So we were discussing our wobbling office last week, which we discovered with the help of Microsoft MapPoint 2006 with GPS Locator. This curious phenomenon was caused by a continuously changing GPS positional error rather than our office really being physically unstable.
(Before we continue our GPS perambulations, a question: Has Microsoft Word's spell-checker ever just stopped working for you? Ours has. Before you ask, we did check under Tools | Options | Spelling & Grammar, and every choice is correctly set and we've rebooted. Twice. Any ideas?)
Back to MapPoint 2006. Now that we've run it for a bit longer we've noticed a few more problems.
First, if GPS tracking is on, and you select an area on the map and try to zoom in, you can't. The GPS tracking defeats the zoom operation. You have to enlarge the map using the zoom slider control.
Second (and more serious), after several hours of GPS tracking, the map display area wouldn't redraw properly, and just flashed a couple of times each second until the GPS was switched off. Another apparently related issue was the display not showing a complex track that occurred in a small area (actually, our GPS wobble trail) when the display was at maximum zoom.
These aren't real show-stoppers but are peculiar bugs for such an otherwise well-polished product.
We also found two things missing in MapPoint 2006. First, when you tell the GPS feature to generate a trail, it doesn't record when each point was reached or how fast you were going, just the fact that you passed through the point. Second, when you're wearing your propeller beanie and looking at the MapPoint GPS control panel, you start to think, "There's not enough information here! I want to know more about what's going on!" We suspect you'll crave knowledge, such as, "How many satellites are we currently using?" and "Where are they in the great celestial vault?"
We found answers in a free utility called GPSManager from American Outland. We recommend this software with reservations because the company's site says nothing about it, other than a page that promises future on-site verbiage and a link to download it. Add to that the lack of documentation and the software's unfinished state. But on the other hand, it's free.
Configure GPSManager for the COM port of your GPS device (usually COM6 at 4,800bps for the Microsoft GPS device) and the type of data (American Outland's device output formats or the National Marine Electronics Association [NMEA] standard that the Microsoft device uses).
After connecting, press the Navigation option. A screen appears that offers two tabs, the first being Current Fix, a text display that includes your calculated location, number of satellites in view, and accuracy of your position.

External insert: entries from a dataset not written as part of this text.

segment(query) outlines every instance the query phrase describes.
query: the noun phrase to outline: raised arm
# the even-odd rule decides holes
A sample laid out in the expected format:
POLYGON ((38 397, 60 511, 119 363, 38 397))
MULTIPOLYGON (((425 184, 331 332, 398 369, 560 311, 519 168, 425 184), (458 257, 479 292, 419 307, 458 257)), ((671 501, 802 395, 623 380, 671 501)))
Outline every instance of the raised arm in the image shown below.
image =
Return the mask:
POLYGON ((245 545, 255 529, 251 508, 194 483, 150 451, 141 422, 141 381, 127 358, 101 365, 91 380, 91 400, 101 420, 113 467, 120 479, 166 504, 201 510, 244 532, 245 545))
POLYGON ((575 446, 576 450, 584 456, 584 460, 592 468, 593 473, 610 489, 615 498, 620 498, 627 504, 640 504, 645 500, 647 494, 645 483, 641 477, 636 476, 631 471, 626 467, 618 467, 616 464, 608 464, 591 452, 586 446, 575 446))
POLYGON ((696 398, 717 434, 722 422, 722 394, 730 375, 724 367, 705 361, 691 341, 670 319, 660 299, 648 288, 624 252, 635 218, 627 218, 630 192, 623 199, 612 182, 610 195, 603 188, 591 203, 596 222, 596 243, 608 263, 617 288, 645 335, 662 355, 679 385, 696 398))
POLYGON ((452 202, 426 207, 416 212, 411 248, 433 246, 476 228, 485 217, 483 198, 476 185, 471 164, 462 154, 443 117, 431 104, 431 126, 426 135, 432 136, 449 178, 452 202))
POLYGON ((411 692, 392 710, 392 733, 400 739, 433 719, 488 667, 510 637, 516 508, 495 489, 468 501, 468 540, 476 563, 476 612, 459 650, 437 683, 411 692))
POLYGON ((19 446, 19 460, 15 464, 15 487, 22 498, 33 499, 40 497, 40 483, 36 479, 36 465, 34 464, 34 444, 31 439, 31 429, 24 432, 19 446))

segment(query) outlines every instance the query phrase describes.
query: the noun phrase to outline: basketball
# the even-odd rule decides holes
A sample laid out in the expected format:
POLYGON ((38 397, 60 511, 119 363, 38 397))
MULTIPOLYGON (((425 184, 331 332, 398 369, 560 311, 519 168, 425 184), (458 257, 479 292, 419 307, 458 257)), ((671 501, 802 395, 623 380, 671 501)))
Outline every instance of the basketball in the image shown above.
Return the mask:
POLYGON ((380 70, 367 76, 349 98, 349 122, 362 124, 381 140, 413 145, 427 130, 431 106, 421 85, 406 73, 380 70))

The second tab, Satellite Data, is a diagram of where the currently visible GPS satellites are in the sky, along with a table of their azimuths and elevations and a graph of their signal strengths. Very cool.
But you can't use GPSManager and MapPoint at the same time, because they can't share the serial port the GPS is on - or can they? You betcha they can. The solution is called Franson GpsGate.
Available for a mere $30 (Windows XP, 2000, NT, ME, 98, Pocket PC, CE and .Net), GpsGate lets you multiplex data from Garmin and NMEA-compliant GPS receivers (or translate Garmin datastreams into NMEA data streams) to as many as eight serial ports, as well as output to Bluetooth and save the GPS data in a log. This software has a long list of features for testing and analyzing GPS devices and software that uses GPS data. Outstanding. GpsGate Express ($10), allows just two applications to share the GPS data.